Questo pomeriggio la Sala Convegni della Camera di Commercio di Napoli ha ospitato un incontro informativo su un tema di grande attualità, non solo per le imprese, ma anche per i professionisti: “Il nuovo regolamento europeo in materia di protezione dei dati: come adeguarsi”, organizzato dal Consorzio Promos Ricerche in collaborazione con il Rina e con l'Ordine degli Ingegneri della provincia di Napoli.
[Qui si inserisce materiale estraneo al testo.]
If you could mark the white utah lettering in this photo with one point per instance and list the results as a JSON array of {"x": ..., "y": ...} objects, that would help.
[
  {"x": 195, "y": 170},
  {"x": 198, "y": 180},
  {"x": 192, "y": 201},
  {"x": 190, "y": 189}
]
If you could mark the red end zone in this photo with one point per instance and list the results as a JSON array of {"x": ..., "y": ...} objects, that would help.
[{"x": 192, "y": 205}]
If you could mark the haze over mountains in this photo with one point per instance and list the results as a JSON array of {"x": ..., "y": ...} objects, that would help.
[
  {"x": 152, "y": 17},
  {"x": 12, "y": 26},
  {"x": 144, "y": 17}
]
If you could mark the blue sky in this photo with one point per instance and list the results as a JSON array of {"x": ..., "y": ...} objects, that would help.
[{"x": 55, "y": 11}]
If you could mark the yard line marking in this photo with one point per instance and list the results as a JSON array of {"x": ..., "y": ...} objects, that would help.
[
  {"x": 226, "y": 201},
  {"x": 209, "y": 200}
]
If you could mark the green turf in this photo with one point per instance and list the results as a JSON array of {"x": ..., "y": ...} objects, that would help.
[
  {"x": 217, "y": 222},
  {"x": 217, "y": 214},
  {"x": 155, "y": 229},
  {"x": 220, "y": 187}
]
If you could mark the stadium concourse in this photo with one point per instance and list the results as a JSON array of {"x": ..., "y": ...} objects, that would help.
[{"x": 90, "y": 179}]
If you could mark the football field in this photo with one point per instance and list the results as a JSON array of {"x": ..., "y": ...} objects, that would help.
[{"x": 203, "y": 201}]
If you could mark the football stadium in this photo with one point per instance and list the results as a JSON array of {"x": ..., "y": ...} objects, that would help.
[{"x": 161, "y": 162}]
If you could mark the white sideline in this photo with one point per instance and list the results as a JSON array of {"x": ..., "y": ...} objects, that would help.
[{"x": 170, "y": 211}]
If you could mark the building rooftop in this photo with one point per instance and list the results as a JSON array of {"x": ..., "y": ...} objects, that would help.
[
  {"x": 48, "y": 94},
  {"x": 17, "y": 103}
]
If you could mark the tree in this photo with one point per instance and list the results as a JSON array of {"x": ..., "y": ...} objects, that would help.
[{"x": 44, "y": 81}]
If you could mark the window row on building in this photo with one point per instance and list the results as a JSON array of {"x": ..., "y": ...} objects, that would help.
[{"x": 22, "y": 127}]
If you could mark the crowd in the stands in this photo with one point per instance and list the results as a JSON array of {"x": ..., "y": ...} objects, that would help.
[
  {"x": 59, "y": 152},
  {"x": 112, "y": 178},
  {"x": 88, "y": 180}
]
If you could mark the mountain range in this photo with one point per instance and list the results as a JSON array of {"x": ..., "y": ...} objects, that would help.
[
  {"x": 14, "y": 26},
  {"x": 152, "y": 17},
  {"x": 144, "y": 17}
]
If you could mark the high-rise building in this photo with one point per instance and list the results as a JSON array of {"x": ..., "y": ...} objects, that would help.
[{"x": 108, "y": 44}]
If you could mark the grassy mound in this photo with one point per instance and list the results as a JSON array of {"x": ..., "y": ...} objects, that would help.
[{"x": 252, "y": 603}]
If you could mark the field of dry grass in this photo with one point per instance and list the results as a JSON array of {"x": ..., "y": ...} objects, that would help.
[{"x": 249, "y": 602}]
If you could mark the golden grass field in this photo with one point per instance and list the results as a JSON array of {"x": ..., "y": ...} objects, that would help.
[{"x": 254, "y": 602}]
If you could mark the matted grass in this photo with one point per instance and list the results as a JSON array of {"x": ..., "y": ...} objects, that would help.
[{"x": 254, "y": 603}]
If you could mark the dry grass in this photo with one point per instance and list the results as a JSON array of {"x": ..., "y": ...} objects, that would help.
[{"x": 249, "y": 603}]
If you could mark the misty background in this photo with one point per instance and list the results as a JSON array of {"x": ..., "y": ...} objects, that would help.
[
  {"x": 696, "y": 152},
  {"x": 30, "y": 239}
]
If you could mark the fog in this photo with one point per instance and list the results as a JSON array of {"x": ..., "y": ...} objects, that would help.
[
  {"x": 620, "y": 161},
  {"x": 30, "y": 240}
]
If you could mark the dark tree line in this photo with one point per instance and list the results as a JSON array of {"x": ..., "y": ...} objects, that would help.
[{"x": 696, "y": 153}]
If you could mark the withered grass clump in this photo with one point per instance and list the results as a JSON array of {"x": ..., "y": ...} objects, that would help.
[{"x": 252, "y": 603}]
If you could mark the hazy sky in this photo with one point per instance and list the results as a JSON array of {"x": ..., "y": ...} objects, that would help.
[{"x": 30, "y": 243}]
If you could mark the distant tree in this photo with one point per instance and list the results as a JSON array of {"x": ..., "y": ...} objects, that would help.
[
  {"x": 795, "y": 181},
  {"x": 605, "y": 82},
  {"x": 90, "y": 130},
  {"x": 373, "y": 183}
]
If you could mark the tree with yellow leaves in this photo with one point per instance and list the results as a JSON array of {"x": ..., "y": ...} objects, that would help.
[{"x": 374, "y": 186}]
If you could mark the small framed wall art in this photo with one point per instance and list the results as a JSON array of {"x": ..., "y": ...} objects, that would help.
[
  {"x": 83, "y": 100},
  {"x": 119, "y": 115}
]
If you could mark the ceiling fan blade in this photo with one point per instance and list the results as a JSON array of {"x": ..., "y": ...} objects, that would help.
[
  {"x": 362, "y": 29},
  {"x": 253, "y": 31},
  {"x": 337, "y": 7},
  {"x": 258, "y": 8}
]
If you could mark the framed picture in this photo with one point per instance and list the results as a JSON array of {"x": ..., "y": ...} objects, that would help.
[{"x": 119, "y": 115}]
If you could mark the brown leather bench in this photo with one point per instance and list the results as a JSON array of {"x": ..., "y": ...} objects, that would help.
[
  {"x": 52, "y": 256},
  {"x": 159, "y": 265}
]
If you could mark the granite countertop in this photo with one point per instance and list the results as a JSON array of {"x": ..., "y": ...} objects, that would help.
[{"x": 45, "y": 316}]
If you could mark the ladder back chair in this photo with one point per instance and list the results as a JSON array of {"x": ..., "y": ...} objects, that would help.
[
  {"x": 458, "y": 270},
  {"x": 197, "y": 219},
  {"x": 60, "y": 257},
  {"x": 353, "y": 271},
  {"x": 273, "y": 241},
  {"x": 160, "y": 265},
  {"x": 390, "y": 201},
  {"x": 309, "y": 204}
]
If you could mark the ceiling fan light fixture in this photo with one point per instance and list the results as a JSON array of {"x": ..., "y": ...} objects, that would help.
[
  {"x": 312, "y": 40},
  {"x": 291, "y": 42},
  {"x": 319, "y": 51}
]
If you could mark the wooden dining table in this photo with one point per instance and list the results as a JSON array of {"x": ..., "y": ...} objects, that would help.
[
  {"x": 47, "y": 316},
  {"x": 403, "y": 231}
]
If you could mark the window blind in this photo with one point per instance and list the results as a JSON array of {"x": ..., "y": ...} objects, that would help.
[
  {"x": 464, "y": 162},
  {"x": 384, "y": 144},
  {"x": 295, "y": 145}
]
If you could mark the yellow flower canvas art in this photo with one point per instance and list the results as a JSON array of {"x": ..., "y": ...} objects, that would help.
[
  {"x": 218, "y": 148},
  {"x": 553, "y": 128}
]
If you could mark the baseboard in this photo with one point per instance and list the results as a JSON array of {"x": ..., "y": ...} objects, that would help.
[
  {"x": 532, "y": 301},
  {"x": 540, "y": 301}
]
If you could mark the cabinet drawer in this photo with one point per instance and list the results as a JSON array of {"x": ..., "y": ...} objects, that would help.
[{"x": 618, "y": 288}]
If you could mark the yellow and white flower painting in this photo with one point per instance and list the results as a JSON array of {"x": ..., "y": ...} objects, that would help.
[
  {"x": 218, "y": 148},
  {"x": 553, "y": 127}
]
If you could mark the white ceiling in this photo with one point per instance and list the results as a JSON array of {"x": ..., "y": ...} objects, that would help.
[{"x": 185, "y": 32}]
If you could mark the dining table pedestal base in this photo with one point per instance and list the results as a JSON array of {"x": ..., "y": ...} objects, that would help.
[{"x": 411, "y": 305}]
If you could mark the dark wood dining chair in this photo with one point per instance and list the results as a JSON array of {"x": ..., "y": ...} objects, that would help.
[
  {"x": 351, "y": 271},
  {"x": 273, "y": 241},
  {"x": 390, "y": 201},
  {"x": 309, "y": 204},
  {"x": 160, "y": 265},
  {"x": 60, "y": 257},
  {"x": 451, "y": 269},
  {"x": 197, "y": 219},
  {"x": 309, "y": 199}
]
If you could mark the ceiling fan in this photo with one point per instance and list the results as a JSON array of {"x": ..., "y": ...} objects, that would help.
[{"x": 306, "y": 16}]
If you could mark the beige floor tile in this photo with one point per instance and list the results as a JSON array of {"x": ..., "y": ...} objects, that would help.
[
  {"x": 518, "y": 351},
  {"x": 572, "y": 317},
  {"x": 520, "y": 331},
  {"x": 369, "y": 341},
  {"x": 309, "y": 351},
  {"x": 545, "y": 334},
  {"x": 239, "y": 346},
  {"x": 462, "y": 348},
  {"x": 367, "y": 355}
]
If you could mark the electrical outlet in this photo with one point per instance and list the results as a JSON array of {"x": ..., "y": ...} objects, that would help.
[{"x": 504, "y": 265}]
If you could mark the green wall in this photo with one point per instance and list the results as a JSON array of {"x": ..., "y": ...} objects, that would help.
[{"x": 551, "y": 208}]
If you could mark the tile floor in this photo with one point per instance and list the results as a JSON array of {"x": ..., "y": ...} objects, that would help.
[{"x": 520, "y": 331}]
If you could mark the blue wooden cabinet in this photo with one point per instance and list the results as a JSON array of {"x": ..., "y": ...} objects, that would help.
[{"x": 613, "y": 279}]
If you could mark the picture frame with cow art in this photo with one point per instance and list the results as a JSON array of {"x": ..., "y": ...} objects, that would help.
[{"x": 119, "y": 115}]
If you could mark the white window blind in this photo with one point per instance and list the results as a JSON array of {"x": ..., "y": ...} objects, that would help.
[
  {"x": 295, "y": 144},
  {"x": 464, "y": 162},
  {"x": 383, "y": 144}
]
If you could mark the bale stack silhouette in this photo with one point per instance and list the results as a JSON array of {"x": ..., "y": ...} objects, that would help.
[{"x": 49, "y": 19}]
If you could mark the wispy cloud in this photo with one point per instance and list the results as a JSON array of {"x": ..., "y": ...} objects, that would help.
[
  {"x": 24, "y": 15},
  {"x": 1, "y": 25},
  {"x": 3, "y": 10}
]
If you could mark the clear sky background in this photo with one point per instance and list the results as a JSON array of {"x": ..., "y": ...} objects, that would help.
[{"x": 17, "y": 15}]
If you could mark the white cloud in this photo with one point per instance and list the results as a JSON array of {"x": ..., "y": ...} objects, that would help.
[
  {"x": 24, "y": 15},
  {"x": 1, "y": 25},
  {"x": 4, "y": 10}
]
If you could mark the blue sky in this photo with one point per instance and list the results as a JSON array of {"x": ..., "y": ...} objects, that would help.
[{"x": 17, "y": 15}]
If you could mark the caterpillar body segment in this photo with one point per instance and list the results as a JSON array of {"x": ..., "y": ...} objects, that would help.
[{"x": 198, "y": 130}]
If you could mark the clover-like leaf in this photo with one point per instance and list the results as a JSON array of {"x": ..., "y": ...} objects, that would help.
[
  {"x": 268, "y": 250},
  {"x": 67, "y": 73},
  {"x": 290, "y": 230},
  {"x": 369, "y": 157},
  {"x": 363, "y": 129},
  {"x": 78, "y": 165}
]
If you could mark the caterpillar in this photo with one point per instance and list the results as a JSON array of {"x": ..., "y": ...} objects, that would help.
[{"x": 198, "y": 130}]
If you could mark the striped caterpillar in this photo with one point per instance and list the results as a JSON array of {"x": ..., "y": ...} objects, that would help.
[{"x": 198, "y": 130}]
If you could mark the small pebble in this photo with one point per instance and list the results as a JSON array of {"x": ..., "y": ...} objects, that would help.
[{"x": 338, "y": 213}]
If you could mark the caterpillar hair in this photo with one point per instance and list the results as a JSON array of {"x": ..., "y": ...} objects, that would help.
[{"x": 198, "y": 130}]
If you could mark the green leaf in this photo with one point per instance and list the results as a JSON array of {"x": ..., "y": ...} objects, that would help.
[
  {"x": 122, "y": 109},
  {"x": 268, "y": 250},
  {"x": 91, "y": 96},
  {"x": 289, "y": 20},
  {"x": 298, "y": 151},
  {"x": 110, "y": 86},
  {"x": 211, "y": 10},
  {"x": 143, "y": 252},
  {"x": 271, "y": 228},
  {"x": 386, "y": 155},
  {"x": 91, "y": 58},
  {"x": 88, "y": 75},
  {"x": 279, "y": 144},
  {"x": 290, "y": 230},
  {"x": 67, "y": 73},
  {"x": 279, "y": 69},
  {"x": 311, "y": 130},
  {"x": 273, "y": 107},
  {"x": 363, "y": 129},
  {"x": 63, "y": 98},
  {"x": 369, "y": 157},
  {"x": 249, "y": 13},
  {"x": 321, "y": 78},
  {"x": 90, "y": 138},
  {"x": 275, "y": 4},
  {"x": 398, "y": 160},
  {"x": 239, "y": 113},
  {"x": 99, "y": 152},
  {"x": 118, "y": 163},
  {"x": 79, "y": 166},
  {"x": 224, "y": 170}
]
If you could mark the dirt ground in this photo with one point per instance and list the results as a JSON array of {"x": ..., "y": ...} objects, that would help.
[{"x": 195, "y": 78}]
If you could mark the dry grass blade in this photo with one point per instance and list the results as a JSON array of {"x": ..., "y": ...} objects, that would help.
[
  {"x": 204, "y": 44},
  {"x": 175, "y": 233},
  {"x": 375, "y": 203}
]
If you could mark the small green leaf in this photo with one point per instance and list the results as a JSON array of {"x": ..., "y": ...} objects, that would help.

annunziata1.jpgAi lavori è intervenuto il Consigliere dell'Ordine Gennaro Annunziata (nella foto) che ha sottolineato alcuni punti salienti del tema in discussione: "Questo convegno ha come titolo: Il nuovo regolamento europeo in materia di protezione dei dati: come adeguarsi. Ebbene giova ricordare che il regolamento è stato pubblicato nel 2016 e che l’adeguamento sarebbe dovuto esserci dal 2016 al 24 maggio 2018. Questa - ha precisato - non è una critica, anche il nostro Ordine organizza un evento formativo su questo tema il prossimo 16 aprile, ancora più a ridosso dell’entrata in vigore del GDPR. Ritengo, anzi, che la necessità di incontri ed eventi sull’argomento non si esaurirà il prossimo 25 maggio. La mia vuole essere invece una riflessione su come questo regolamento, come altri, venga dai più percepito come una decisione calata dall’alto, senza apparenti motivazioni. L’ennesimo adempimento burocratico, da considerare esclusivamente per i costi necessari ad adeguarsi e per l’entità delle possibili sanzioni. La motivazione vera di queste nuove regole - fa osservare Annunziata - è invece che il mondo è cambiato. I fatti di cronaca che vedono in questi giorni protagonisti Facebook e Cambridge Analitica ne sono la dimostrazione e sono solo la punta dell’iceberg. Il mondo è cambiato per i cittadini, per i consumatori, è cambiato per le imprese, è cambiato per i professionisti, questo regolamento non è che la risposta necessaria a questo cambiamento.
I dati personali sono sempre di più e, per tutte le attività, uno strumento essenziale per svolgere bene il proprio lavoro, per offrire servizi più sofisticati, e per migliorare l'organizzazione di impresa. Di fronte all'entrata in vigore del GDPR ci sono dunque due possibilità: la prima è farci terrorizzare dai costi e dalle possibili sanzioni e ridurre tutto a mera burocrazia, a carta su carta, con ulteriore aggravio di gestione. Oppure possiamo sfruttare l'opportunità per mettere il naso nei dati che sono in nostro possesso, buttando ciò che non serve e rendendo efficiente un patrimonio che dovrà essere trattato e protetto con grande cautela ed attenzione. Scegliere questa seconda strada, significa anche migliorare la competitività, dicendo al nostro interlocutore, <<oltre ad offrirti il miglior servizio/prodotto, ho a cuore i tuoi dati personali, che proteggo ma che soprattutto “curo” con grande attenzione>>".